Иван Степанович Юмашев, командующий Тихоокеанским флотом, доложил Микояну свои соображения по поводу того, где и для каких сил флота целесообразно строить базы. Доклад сопровождался необходимыми расчётами и демонстрацией на подробной крупномасштабной карте.
Анастас Иванович был опытным и ответственным человеком. Он знал, что увидеть точку на карте - это одно дело, а побывать там лично - совсем другое. Когда Микоян спросил, как можно добраться до тех мест, где собираются строить новые базы, ему ответили: пока что - только морем! Тогда Анастас Иванович попросил у командующего флотом какой-нибудь корабль для осмотра всех интересующих его бухт и берегов - и в его распоряжение выделили тральщик.
Заместитель председателя Совета народных комиссаров СССР остался вполне доволен тем, что увидел, да вот беда - стоя на мостике, он основательно замёрз.
Подойдя к командиру тральщика, Анастас Иванович с хитрой улыбкой спросил:
- А вот скажи мне, пожалуйста, чем вы, моряки, согреваетесь в такую погоду?

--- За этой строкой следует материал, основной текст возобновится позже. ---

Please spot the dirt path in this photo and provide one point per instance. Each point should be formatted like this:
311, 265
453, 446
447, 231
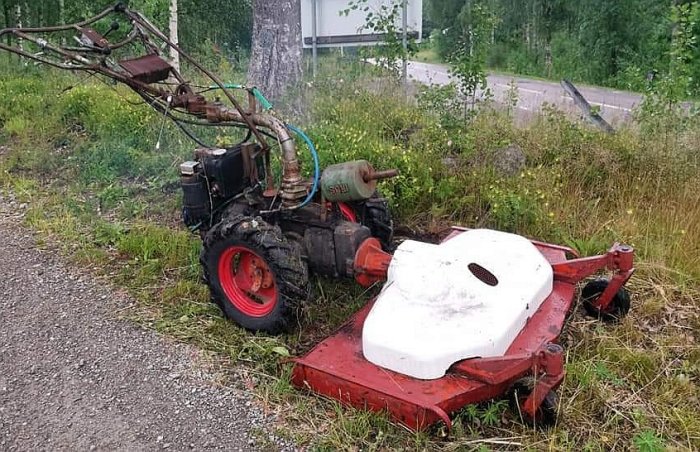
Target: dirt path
73, 377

Командир смущённо ответил:
- Да есть тут у нас одно средство… Технический спирт… Мы его между собой называем «100 РХВ - ОБ». Только гадость это страшная!
- Ну, «ОБ» - так «ОБ»! Налей мне немного, пожалуйста.

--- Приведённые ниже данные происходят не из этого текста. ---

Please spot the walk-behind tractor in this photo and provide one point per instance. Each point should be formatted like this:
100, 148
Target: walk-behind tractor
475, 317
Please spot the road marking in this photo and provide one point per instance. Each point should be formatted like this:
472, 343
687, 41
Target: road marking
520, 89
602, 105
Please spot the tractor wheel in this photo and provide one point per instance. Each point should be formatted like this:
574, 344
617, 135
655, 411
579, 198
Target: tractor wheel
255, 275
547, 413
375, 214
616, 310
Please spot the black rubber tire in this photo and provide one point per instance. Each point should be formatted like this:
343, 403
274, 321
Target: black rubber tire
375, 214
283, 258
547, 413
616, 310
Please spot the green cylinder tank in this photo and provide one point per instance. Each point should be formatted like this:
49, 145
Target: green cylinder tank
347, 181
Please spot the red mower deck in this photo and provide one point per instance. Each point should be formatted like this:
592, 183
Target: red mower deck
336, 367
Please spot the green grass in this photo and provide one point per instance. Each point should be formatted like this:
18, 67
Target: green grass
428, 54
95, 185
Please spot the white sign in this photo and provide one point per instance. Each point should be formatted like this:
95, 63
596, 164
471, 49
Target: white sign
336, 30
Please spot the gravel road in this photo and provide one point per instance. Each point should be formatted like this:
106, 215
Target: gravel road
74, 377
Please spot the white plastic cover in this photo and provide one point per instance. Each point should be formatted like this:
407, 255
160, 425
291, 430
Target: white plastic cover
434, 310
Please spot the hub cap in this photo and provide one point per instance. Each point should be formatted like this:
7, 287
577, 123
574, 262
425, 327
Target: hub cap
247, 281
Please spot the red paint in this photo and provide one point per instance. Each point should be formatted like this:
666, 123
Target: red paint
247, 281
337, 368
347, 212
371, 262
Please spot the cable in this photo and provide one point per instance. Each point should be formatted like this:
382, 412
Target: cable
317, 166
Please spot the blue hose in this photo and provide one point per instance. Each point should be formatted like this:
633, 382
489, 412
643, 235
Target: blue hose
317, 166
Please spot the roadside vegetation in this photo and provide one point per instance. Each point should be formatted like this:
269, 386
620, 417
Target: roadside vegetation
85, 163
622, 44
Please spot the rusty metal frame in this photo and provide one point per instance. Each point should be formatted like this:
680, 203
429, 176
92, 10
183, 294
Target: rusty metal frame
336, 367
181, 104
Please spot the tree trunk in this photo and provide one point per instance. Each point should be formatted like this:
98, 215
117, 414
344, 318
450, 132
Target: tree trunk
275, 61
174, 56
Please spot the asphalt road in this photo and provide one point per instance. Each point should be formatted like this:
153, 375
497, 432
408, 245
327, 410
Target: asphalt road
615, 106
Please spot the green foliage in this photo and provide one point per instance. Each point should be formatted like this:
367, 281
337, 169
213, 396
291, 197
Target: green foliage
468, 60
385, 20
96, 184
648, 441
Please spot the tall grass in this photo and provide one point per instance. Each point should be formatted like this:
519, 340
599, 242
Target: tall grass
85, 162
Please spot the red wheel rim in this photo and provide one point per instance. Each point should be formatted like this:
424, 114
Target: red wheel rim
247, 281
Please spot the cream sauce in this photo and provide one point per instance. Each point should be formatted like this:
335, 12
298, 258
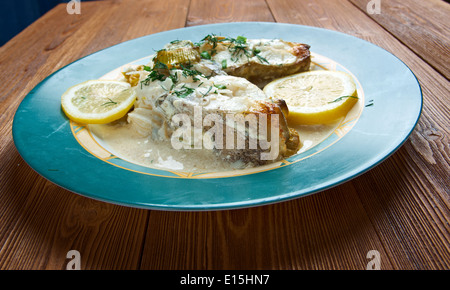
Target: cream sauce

Налили, разбавив водой. Микоян поблагодарил, выпил, поморщился и сказал:
- Да, действительно, гадость! А кстати, как расшифровывается это ваше «100 РХВ - ОБ»?

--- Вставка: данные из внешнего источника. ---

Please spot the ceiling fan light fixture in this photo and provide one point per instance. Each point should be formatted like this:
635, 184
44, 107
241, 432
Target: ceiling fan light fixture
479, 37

- «В сто раз хуже водки - отрыгается бензином»…
Постскриптум (ностальгический). Мои сослуживцы-северяне, в годы нашей лейтенантской юности ничего не знавшие ни о визите Микояна на Дальний Восток, ни о хитрой аббревиатуре, придуманной тихоокеанцами, называли такой же технический спирт короче - «ШСБ» (то есть «шило» с бензином).
Леди и джентльмены
В те годы, когда мы жили ещё в Советском Союзе, был, помню, такой анекдот.
В трамвай заходит женщина, видит, что все сидячие места заняты мужчинами (при этом, никто даже не собирается встать) и вопрошает:
- Что, джентльменов нет?
Один из мужиков с готовностью отвечает:
- Джентльмены есть - местов нет!
Сколько лет пролетело с тех пор, как я впервые услышал этот анекдот! За это время из нашей жизни исчезло многое, казавшееся единственно правильным, естественным и вечным. Пришли другие ценности, новые отношения - и это проявляется даже в мелочах.
Вот что недавно приключилось в метро с моим знакомым.
Когда на очередной станции в переполненный вагон вошла совсем ещё не старая женщина, он, по многолетней привычке, встал и уступил ей место. Незнакомка удивлённо приподняла брови:
- Вы что?! Я же не беременная!
Зарисовки со стажировки
В середине пятого курса, на стажировке (или «преддипломной практике») я попал в Западную Лицу - как и мечтал. Оказался в третьей дивизии подводных лодок - той самой, о которой позже в наших газетах напишут: «Третья по номеру, первая по значению». Именно в её состав вошли самые первые отечественные подводные атомоходы проекта 627. Их потом постепенно и бережно заменили на лодки второго поколения - проекта 671 - сохранив при этом бесценный опыт наших первых подводников-атомников, за который не раз была заплачена самая дорогая цена... Правда, я осознал это не тогда, а гораздо позднее, через много лет - когда в нашей армии, на флоте да и вообще в стране начали твориться всякие чудеса...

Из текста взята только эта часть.